Use and transfer data in jobs on the HTC system

Which Option is the Best for Your Files?

Input/Output File Size (Per File)* Recommended File Location Syntax for transfer_input_files Availability
0 - 1 GB /home No special syntax CHTC, external pools
1 - 30 GB /staging osdf:///chtc/staging/ CHTC, external pools
30 - 100 GB /staging file:///staging/ CHTC only
100 GB+ Contact CHTC facilitators
* If you are transferring many small files, we recommend compressing them into a single file (.zip, .tar.gz) before transfer. Use the size of the compressed file to determine where to place it.
Only files in personal staging directories can be transferred to jobs with the osdf:/// protocol. Files in shared directories (i.e. /staging/groups) currently cannot be transferred to jobs with osdf:/// and should use file:///.

Introduction

This guide covers general information on using and transferring data on the HTC system. We will introduce you to the two file systems, how to determine which one is the best place for your data, and how to edit your submit file to transfer input and output files.

Data storage locations

The HTC system has two primary locations where users can place their files:

  /home /staging
Purpose Default file system, handles most files Stages large files/containers for file transfer into jobs
Can you run condor_submit here?
Recommended location for Many, small files (<1 GB) Few, large files (>1 GB)
Default quota (disk) 40 GB 100 GB
Default quota (number of items) none 1000 items

The data management mechanisms behind /home and /staging are different and are optimized to handle different file sizes and numbers of files. It’s important to place your files in the correct location to improve the efficiency at which your data is handled and maintain the stability of the HTC file systems.

Need a /staging directory?

Transfer input data to jobs with transfer_input_files

To transfer files to jobs, we must specify these files with transfer_input_files in the HTCondor job submit file. The syntax you use will depend on its location and file size.

Input File Size (Per File)* File Location Submit File Syntax to Transfer to Jobs
0 - 1 GB /home transfer_input_files = input.txt
1 - 30 GB /staging transfer_input_files = osdf:///chtc/staging/NetID/input.txt
30 - 100 GB /staging transfer_input_files = file:///staging/NetID/input.txt
1 - 100 GB /staging/groups transfer_input_files = file:///staging/groups/group_dir/input.txt
100 GB+   Contact the facilitation team about the best strategy to stage your data
* If you are transferring many small files, we recommend compressing them into a single file (.zip, .tar.gz) before transfer. Use the size of the compressed file to determine where to place it.
Only files in personal staging directories can be transferred to jobs with the osdf:/// protocol.
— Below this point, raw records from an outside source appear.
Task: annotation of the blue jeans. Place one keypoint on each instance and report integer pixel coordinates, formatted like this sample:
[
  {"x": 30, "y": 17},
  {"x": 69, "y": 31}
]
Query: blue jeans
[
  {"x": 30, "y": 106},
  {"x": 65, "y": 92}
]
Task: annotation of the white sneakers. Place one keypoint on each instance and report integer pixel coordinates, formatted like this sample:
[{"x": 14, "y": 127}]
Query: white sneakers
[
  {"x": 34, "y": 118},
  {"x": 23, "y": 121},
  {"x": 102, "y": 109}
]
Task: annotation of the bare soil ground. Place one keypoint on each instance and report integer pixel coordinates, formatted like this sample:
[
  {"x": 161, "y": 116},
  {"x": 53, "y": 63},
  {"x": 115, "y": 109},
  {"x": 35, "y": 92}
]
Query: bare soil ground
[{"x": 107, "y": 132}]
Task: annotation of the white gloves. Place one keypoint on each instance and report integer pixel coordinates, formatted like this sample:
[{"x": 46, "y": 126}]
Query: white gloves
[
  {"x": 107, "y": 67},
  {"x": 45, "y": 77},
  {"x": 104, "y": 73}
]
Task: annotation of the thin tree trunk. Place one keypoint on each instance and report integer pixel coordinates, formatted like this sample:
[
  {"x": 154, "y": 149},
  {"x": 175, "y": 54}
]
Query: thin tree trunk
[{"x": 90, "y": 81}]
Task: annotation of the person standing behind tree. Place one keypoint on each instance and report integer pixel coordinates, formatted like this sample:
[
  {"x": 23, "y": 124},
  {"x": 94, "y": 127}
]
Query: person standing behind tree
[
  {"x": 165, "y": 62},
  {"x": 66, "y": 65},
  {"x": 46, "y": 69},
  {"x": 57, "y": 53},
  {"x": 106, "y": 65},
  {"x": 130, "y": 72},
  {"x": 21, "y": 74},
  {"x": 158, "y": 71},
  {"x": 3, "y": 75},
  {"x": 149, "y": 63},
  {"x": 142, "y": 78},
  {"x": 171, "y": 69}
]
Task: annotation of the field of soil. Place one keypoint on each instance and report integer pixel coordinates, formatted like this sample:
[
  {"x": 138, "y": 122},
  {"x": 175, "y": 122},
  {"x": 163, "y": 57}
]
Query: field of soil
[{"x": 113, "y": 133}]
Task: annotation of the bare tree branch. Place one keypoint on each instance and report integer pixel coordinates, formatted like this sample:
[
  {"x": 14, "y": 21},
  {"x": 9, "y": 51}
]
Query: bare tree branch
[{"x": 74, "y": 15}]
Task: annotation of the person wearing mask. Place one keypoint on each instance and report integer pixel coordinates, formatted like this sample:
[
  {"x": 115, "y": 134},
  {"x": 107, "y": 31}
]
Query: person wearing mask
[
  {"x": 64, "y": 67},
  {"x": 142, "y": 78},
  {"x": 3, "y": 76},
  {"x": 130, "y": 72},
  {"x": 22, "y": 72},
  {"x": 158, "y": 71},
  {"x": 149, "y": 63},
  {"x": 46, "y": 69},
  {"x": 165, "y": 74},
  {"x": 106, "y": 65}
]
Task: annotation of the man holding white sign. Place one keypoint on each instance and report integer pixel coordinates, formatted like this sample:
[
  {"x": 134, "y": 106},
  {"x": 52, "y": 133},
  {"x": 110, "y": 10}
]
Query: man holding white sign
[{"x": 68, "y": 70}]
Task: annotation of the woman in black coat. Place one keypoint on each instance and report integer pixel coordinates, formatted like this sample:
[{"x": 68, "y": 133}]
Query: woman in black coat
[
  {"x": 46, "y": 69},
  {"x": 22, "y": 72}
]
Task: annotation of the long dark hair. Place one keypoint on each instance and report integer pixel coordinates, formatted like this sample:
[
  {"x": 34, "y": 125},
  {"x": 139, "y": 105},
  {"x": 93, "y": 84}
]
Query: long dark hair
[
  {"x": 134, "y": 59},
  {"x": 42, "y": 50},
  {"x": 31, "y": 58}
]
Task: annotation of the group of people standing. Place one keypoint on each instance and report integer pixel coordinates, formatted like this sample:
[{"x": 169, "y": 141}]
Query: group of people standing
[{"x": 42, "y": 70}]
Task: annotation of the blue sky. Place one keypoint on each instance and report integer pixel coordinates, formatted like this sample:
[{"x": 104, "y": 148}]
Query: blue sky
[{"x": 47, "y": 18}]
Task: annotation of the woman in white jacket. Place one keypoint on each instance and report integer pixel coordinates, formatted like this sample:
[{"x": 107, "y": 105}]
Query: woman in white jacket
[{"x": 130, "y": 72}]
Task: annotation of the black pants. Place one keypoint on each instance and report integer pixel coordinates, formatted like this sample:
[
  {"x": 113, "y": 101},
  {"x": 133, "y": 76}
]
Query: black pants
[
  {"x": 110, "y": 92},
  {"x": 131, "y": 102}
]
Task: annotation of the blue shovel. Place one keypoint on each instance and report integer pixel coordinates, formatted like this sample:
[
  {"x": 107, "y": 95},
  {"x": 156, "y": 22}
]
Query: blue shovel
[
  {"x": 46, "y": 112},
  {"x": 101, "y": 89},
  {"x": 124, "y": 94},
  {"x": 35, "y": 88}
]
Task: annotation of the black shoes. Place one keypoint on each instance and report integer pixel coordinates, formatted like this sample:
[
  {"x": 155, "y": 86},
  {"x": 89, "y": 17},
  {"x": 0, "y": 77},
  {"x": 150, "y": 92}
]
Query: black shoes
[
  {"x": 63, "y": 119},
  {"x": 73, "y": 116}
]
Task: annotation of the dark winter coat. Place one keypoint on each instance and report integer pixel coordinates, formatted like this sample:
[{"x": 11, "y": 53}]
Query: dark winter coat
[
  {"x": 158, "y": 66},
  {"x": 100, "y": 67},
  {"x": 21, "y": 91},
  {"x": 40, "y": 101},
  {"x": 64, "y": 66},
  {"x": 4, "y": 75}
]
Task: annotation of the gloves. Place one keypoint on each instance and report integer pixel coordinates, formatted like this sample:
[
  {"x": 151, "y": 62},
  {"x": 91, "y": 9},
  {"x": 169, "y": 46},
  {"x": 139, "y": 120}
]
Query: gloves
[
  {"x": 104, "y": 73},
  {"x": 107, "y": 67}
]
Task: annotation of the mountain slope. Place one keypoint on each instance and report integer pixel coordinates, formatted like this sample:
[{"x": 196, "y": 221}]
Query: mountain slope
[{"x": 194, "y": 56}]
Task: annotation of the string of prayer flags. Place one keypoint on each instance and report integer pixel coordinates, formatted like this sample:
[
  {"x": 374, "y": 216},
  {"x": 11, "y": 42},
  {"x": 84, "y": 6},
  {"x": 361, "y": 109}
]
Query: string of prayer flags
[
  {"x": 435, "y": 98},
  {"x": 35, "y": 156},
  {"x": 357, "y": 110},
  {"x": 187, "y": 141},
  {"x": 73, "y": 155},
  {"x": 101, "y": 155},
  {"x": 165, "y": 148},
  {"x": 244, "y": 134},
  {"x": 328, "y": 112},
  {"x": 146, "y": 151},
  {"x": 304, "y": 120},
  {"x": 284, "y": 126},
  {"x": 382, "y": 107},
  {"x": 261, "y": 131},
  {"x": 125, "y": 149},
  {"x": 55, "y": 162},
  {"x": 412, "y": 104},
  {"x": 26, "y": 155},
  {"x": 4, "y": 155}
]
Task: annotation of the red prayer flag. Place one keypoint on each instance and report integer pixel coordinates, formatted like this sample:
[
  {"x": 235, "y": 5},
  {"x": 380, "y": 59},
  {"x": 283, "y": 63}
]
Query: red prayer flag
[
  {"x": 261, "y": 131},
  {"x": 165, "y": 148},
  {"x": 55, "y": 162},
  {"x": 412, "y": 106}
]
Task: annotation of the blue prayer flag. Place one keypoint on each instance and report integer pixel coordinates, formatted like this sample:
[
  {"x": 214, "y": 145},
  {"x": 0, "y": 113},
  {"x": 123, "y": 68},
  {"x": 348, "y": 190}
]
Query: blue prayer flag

Files in shared directories (i.e. /staging/groups) currently cannot be transferred to jobs with osdf:/// and should use file:///.


Multiple input files and file transfer protocols can be specified and delimited by commas, as shown below:

# My job submit file

transfer_input_files = file1, osdf:///chtc/staging/username/file2, file:///staging/username/file3, dir1, dir2/

requirements = (HasCHTCStaging == true)

... other submit file details ...

⚠️ File transfers with file:///

If you are transferring files with file:///, include the following requirement:

requirements = (HasCHTCStaging == true)

Ensure you are using the correct file transfer protocol for efficiency. Failure to use the right protocol can result in slow file transfers or overloading the system.

⚠️ File transfers and caching with osdf:///

The osdf:/// file transfer protocol uses a caching mechanism for input files to reduce file transfers over the network.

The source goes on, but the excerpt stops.